Equity Options 102

Part 2: the notion of implied volatility – what it is and how it is calculated.

In the previous article I described three of an option’s price factors: strike price, expiry date and equity price. Implied volatility is a more complex concept to master but also essential in order to understand how an option is priced and if it is under- or overpriced.

Diagram – Adding implied and historical volatility

Before describing the “implied” part, it is necessary to explain the idea of volatility and historical volatility as they relate to equity prices. Conceptually, as the word suggests, it is the changeability of something, in this case the changeability of the option’s underlying equity price. The equity price might change a lot and so have a high volatility as is often the case with biotechnology companies, for example. Alternatively, the equity price could be relatively stable and so have a low volatility. However, “high” and “low” are not granular enough to effectively quantify volatility: a more accurate measurement using numbers is needed.

Fortunately, there is a statistical model that enables us to easily quantify an equity’s volatility using standard deviation. This involves taking the equity’s historical prices for each day over a period of, for example, one year and then measuring how much the prices vary in relation to the average price. The higher this variation in historical prices then the higher the resulting volatility. This is known as the historical volatility and is a percentage, typically ranging from 15% to 40% for equity prices.

Once we have determined an equity’s historical volatility then we can use this value to predict the equity’s future volatility. Although we don’t know what will really happen in the future, the historical volatility can be used to estimate, to imply what the future volatility should be. This implied volatility, along with the strike price, expiry date and equity price, therefore helps to determine the option price. The higher the implied volatility, the higher the option price. This is because there is a greater probability that the underlying equity’s price will change significantly over a given period of time and so reach the strike price before the expiry date.

Let’s look at an example showing how implied volatility is derived.

Firstly, we need a set of historical prices for an equity. Typically, a year or more of historical price would be used but for this simple example there is only a 20 day price history. I’ve added a few of the price changes in percentages to show exactly what I mean by a daily percentage change in price.

1. Historical prices and changes

Diagram 1 – Historical Equity Prices

With the complete series of historical price data it’s easy to calculate the percentage price change from one day to the next. This is shown in diagram 2 below.

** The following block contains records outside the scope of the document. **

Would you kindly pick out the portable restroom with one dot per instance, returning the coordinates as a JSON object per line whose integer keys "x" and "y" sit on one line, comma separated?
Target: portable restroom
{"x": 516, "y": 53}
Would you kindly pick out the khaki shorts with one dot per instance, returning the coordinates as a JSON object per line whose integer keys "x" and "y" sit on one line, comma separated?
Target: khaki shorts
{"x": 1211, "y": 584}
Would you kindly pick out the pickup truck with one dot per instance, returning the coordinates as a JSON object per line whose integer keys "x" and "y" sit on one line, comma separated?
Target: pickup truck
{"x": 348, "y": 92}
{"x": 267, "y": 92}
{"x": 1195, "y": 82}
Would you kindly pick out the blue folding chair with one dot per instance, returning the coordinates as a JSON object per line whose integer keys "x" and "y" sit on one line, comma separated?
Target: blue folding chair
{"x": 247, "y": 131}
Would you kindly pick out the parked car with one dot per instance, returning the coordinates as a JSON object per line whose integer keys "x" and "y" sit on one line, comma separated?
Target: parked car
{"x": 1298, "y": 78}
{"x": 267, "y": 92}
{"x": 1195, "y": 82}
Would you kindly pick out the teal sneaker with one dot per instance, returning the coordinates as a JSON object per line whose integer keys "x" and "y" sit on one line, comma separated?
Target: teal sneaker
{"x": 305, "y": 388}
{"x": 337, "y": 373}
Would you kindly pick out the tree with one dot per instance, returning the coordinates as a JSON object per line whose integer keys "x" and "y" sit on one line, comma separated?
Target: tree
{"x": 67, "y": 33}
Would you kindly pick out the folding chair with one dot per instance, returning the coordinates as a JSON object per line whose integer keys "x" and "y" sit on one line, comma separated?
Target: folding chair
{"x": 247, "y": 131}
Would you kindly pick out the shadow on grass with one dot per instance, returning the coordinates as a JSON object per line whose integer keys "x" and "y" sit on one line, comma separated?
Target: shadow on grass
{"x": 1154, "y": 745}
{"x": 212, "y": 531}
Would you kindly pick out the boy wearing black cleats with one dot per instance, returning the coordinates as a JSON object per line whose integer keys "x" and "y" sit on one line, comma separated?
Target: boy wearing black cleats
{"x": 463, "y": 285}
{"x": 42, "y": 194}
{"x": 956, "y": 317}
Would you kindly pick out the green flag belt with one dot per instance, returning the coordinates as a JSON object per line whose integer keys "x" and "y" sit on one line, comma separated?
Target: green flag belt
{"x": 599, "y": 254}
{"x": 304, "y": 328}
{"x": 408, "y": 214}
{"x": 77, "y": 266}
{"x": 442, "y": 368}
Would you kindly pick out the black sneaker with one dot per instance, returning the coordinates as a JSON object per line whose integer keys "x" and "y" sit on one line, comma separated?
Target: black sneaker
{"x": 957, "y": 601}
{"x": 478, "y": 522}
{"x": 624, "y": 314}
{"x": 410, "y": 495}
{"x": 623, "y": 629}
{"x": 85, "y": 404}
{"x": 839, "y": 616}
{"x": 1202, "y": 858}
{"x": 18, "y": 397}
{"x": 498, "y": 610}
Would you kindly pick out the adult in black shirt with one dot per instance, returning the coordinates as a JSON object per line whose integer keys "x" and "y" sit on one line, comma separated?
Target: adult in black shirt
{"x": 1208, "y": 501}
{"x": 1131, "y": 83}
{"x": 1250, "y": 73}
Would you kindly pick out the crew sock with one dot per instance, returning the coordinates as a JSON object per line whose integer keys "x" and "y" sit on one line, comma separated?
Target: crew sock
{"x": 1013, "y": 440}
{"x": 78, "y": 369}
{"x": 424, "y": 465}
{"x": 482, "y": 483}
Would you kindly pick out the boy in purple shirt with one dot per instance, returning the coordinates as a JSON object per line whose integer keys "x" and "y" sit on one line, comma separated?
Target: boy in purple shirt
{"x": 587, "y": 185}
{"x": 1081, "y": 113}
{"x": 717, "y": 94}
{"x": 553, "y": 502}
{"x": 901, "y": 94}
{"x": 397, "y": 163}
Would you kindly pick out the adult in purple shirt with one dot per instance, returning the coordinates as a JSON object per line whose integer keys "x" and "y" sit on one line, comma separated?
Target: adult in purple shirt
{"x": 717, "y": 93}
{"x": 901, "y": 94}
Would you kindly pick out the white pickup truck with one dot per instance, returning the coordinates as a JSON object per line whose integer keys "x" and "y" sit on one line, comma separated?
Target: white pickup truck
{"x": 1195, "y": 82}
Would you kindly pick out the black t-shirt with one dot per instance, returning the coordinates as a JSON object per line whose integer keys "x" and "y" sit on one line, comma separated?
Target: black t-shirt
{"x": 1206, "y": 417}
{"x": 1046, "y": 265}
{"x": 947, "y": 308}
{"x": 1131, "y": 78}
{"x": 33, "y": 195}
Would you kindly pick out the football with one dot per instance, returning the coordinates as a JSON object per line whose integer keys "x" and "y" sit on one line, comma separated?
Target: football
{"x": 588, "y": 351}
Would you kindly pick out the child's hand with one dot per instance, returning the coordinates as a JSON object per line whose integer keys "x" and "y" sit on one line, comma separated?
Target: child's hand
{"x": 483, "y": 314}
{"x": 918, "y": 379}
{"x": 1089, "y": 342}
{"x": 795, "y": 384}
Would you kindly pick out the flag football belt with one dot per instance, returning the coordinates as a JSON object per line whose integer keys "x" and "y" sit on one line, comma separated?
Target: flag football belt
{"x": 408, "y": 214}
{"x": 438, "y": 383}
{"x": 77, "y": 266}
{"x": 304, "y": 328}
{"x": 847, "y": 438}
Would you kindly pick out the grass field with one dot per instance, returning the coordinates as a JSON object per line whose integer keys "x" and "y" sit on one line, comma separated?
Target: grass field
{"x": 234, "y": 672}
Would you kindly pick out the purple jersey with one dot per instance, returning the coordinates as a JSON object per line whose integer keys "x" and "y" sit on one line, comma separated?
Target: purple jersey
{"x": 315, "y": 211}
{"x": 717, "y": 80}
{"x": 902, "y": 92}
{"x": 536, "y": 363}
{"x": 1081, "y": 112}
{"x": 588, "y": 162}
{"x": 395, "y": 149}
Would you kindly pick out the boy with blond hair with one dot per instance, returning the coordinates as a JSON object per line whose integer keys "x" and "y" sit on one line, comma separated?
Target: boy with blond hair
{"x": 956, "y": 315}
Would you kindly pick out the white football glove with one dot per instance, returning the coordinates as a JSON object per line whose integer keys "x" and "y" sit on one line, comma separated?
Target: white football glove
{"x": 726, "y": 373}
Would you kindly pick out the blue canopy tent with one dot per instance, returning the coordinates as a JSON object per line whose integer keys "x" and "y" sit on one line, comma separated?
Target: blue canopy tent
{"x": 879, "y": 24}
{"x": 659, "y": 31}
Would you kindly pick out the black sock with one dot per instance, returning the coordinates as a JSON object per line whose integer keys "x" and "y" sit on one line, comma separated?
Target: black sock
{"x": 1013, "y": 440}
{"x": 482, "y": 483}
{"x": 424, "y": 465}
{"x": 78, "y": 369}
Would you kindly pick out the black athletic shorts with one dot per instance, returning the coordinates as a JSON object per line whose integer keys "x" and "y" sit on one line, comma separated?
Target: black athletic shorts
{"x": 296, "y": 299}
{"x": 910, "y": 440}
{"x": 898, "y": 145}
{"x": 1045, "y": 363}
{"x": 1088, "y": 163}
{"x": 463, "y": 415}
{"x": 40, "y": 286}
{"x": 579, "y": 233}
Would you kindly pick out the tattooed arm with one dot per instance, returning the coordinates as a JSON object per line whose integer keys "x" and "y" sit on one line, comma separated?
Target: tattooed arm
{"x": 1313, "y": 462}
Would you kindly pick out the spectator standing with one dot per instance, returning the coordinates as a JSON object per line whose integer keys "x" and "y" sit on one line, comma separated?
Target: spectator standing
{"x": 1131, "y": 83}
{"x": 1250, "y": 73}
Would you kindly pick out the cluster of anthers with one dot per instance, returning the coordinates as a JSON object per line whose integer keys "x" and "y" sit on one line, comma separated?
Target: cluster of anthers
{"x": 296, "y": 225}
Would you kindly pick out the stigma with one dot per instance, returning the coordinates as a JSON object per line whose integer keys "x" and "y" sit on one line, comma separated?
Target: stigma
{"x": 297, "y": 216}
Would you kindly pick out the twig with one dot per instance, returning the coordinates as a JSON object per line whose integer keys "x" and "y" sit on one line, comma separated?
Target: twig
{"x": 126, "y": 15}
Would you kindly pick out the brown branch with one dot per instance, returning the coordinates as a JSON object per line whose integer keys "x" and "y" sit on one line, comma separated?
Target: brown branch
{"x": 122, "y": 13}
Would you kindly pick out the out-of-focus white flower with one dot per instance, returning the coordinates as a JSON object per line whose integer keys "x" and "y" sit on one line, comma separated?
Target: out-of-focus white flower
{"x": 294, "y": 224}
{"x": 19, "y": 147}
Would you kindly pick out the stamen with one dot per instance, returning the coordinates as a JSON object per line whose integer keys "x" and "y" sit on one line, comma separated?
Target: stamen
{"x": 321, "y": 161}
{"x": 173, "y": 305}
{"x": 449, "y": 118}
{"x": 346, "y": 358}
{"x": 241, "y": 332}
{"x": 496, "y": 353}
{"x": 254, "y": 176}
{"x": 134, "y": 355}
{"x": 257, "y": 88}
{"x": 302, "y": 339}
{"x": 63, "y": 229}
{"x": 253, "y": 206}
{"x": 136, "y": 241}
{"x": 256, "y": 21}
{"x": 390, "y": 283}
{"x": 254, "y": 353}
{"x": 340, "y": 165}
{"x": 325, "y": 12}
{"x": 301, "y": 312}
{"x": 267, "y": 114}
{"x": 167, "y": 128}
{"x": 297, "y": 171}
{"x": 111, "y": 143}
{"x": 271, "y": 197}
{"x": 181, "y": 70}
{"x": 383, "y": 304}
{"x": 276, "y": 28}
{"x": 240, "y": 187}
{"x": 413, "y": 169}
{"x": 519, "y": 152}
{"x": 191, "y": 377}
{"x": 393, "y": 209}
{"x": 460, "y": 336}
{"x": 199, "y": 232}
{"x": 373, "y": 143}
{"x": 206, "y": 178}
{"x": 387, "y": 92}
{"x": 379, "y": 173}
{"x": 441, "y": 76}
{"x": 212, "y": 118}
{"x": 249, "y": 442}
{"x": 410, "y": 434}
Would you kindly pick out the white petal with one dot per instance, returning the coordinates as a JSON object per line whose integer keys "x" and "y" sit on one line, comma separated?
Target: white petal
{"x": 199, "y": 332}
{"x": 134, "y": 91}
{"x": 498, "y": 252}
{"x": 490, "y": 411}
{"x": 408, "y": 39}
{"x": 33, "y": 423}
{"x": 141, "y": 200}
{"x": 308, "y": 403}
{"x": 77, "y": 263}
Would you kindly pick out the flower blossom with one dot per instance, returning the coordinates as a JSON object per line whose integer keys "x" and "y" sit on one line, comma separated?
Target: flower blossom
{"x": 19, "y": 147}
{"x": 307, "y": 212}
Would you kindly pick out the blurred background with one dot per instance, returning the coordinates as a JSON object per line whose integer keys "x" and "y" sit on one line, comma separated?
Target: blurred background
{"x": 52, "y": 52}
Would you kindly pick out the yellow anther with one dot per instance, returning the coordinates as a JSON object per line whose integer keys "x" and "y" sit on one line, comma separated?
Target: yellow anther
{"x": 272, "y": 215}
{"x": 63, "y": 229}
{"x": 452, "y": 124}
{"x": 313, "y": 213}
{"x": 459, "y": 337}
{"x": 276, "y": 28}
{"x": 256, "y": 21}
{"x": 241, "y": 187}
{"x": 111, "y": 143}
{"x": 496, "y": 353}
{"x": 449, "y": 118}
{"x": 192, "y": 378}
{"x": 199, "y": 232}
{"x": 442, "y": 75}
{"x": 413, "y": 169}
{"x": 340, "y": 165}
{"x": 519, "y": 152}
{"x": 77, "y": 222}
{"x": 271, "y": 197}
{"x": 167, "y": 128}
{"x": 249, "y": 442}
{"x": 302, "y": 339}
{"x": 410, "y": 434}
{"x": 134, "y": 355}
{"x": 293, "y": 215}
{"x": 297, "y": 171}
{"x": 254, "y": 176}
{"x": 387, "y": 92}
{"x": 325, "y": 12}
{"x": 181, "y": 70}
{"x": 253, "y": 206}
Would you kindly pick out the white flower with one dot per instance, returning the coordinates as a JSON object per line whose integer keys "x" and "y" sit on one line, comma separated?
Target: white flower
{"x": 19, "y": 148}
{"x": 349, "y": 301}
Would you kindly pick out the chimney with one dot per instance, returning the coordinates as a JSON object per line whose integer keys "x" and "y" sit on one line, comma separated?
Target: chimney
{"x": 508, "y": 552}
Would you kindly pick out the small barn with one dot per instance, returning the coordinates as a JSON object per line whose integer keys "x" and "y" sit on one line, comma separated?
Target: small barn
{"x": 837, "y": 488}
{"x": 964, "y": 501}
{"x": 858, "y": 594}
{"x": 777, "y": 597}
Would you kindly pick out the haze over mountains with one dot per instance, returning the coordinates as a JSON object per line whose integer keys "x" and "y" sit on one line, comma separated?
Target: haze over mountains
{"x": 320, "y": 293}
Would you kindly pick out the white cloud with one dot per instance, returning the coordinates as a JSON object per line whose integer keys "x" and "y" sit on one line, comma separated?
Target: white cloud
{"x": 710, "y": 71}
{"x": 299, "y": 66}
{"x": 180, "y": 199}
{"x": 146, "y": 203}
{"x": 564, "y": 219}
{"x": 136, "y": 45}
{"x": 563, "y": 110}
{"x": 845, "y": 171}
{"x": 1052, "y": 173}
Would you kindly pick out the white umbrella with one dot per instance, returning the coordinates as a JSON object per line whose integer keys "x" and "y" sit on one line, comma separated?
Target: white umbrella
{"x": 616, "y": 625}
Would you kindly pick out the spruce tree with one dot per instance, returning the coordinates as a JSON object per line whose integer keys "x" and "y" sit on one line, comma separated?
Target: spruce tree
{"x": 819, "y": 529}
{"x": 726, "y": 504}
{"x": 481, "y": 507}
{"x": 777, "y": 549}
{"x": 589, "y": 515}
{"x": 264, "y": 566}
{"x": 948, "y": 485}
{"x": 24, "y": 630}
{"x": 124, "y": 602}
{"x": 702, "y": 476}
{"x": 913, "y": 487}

Diagram 2 – Prices and Percentage Change

2. Standard deviation

We then apply standard deviation to the series of percentage changes which gives a number representing the variation of price change. Sometimes the price changes a lot, sometimes a little and sometimes not at all: standard deviation takes all of these factors into account and calculates a number for the price variation. The higher the number, the higher the variation in the price changes.

Standard deviation can be calculated either manually or by using a built-in function such as the STDEV function in Excel.

= STDEV(0.019, 0.019, -0.018, -0.037, 0.019, -0.038, -0.02, 0, -0.04, 0.021, 0.041, -0.02, 0.02, 0.02, 0, -0.019, -0.02, 0.02, 0.02, 0.019)

The result is 2.5 which means that the equity’s daily historical volatility was 2.5%.

3. Historical and implied volatility

The final step is to understand what the historical volatility really means and how it can be used to estimate how much the equity’s price should change in the future.

The 2.5% historical volatility from the example means that on any given day there was a high probability of the price changing (increase or decrease) by up to 2.5%. According to the mathematics behind standard deviation, “high probability” means that there is a 68% chance of the daily price change staying within the range of the historical volatility. Empirically, this would appear to be true given the price change only exceeded the 2.5% threshold on 4 days out of the 20 day sample.

The historical volatility can also be calculated over longer periods which gives a powerful insight into the likelihood of a price change over a week, a month or even a year. The formula for one year is as follows:

Standard Deviation * Square Root (number of working days in a year)

The annualised historical volatility for the example above is therefore:

2.5% * Square Root (252) which equals 40%.

This means that after one year, there is a 68% probability that the price of the underlying equity will change by up to 40%. That’s quite a price big range but the sample historical price data in the chart above is relatively “spiky”. This is where implied volatility comes into play: we can make a high probability prediction of future volatility based on historical volatility. In this case we are predicting that the price is likely change by up to 40% in the following year.

The mathematics behind standard deviation makes further predictions beyond this “likely” 40% annual volatility scenario:

  • It predicts that there is smaller probability, a 27% chance, that the price will change by up to two standard deviations. In this case that’s a plus or minus 80% price change.
  • It also predicts that there is a very small probability, a 4% chance, that the price will change by up to three standard deviations which in this case is a plus or minus 120% price change.

Unfortunately the equity markets around the world do not calculate implied volatility based purely on historical volatility. Other factors such as the outlook for the economy and a company’s quartely reporting will influence the implied volatility.